Bias-Aware Evidence Synthesis in Systematic Reviews.

Implements a bias-aware framework for evidence synthesis in systematic reviews and health technology assessments, as described in Kabali (2025) <doi:10.1111/jep.70272>. The package models study-level effect estimates by explicitly accounting for multiple sources of bias through prior distributions and propagates uncertainty using posterior simulation. Evidence across studies is combined using posterior mixture distributions rather than a single pooled likelihood, enabling probabilistic inference on clinically or policy-relevant thresholds. The methods are designed to support transparent decision-making when study relevance and bias vary across the evidence base.

appraise

Bias-aware evidence synthesis using posterior mixture models

Overview

appraise is an R package for bias-aware evidence synthesis in systematic reviews and health technology assessments. It implements the AppRaise framework, which explicitly models multiple sources of bias at the study level and propagates uncertainty using posterior simulation.

Rather than assuming a single pooled likelihood (as in conventional meta-analysis), appraise combines study-specific posterior distributions using posterior mixture models. This allows probabilistic inference on clinically or policy-relevant thresholds while accounting for bias, uncertainty, and variation in study relevance.

The methods are designed to support transparent decision-making when the evidence base is heterogeneous and potentially biased.

Installation

The package is currently available from GitHub and will be submitted to CRAN.

# Install from GitHub
# install.packages("remotes")
remotes::install_github("conibyera/appraise")

Once on CRAN:

install.packages("appraise")

Core functionality

The typical workflow in appraise consists of four steps:

1. Specify bias structures and prior distributions

2. Simulate bias priors

3. Fit the bias-adjusted model

4. Summarize and synthesize posterior distributions

1. Bias specification

Biases are specified by type and linked to prior distributions.

library(appraise)

bias_spec <- build_bias_specification(
  num_biases = 2,
  b_types = "Confounding",
  s_types = "Selection Bias",
  ab_params = list(Confounding = c(2, 5)),
  skn_params = list(`Selection Bias` = c(0, 0.2, 5))
)

2. Simulate bias priors

xi <- simulate_bias_priors(bias_spec, n_draws = 2000)

3. Fit the AppRaise model

fit <- run_appraise_model(
  bias_spec = bias_spec,
  yhat = -0.6,
  stdev = 0.12,
  threshold_value = -0.4
)

4. Posterior inference

Compute posterior probabilities and summaries directly from the draws.

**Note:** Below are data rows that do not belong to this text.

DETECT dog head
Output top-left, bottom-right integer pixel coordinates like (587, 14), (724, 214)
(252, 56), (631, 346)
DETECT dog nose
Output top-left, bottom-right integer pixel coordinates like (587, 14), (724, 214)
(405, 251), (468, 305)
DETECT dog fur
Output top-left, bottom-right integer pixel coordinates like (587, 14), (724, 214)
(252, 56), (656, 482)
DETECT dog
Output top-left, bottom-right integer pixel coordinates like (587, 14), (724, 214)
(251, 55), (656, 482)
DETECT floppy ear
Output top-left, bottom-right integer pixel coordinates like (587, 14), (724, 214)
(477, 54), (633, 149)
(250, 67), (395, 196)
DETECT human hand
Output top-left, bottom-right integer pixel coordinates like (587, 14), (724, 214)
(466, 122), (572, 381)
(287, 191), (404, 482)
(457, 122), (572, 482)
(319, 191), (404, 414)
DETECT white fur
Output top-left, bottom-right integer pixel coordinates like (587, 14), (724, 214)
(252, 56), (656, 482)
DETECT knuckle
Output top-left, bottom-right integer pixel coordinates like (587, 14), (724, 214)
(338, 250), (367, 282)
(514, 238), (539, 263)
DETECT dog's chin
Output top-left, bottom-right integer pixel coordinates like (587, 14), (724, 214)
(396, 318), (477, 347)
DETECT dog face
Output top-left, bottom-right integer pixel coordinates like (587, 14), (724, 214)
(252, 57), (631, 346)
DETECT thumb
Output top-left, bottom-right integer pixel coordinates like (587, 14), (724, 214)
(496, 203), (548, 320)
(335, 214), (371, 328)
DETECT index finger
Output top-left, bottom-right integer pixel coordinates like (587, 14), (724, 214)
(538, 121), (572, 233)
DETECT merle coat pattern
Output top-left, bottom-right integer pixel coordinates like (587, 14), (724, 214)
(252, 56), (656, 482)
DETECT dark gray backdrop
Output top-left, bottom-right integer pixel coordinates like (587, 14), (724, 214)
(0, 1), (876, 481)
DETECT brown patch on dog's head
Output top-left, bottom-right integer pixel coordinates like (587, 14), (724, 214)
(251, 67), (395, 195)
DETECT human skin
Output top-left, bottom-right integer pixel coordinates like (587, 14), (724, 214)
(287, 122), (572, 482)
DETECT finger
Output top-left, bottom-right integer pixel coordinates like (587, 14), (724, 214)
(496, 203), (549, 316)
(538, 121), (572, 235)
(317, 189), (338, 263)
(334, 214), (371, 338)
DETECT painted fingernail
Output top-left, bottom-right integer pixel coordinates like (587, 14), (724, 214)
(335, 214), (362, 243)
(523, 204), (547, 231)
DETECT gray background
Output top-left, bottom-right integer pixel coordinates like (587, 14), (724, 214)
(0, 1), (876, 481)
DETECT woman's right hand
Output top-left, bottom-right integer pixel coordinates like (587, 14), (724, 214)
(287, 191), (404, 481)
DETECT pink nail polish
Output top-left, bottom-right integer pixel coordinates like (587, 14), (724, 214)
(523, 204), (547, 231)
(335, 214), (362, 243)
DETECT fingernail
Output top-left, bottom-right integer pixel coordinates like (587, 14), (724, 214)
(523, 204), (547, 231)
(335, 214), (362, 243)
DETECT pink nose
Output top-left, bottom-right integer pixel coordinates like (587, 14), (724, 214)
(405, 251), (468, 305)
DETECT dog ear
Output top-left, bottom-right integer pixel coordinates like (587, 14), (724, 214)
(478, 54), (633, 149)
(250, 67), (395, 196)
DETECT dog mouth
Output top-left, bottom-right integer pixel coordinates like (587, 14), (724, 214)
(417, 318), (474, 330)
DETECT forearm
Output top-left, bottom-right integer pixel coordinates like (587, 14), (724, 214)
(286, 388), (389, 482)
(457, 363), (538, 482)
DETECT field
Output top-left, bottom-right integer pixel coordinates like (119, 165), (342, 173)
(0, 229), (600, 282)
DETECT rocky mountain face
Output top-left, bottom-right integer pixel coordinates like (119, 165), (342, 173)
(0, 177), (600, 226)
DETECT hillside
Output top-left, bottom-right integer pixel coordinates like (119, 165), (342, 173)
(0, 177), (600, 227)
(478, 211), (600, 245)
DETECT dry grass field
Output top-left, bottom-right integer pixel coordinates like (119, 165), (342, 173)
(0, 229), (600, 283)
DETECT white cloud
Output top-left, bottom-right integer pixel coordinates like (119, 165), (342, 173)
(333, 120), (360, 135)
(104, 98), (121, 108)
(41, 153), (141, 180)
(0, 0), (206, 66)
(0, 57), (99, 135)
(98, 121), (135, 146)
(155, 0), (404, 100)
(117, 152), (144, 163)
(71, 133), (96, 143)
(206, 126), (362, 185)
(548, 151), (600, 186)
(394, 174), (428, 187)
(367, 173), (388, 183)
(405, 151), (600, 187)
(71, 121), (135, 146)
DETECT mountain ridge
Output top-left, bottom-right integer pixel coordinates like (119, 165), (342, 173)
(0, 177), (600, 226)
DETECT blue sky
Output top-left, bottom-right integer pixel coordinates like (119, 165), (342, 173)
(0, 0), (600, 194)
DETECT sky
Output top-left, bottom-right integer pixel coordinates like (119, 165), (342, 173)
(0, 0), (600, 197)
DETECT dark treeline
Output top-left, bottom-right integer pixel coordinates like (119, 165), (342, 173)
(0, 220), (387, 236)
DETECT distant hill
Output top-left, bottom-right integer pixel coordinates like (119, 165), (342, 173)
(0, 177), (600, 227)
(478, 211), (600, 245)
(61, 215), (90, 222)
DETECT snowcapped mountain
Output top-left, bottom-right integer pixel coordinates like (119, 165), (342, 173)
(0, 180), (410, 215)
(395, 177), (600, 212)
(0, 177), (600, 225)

posterior_probability(fit$mid)

posterior_summary(fit$theta)

Evidence synthesis using posterior mixtures

When multiple studies are available, posterior distributions can be combined using mixture models.

mixture <- posterior_mixture(
  theta_list = list(fit$theta, rnorm(length(fit$theta), -0.4, 0.15)),
  weights = c(0.6, 0.4)
)

mixture$summary

Shiny application

The AppRaise Shiny application provides a graphical interface to the same statistical functions implemented in this package. All computations are performed using exported package functions; the app adds interactivity, visualization, and workflow support.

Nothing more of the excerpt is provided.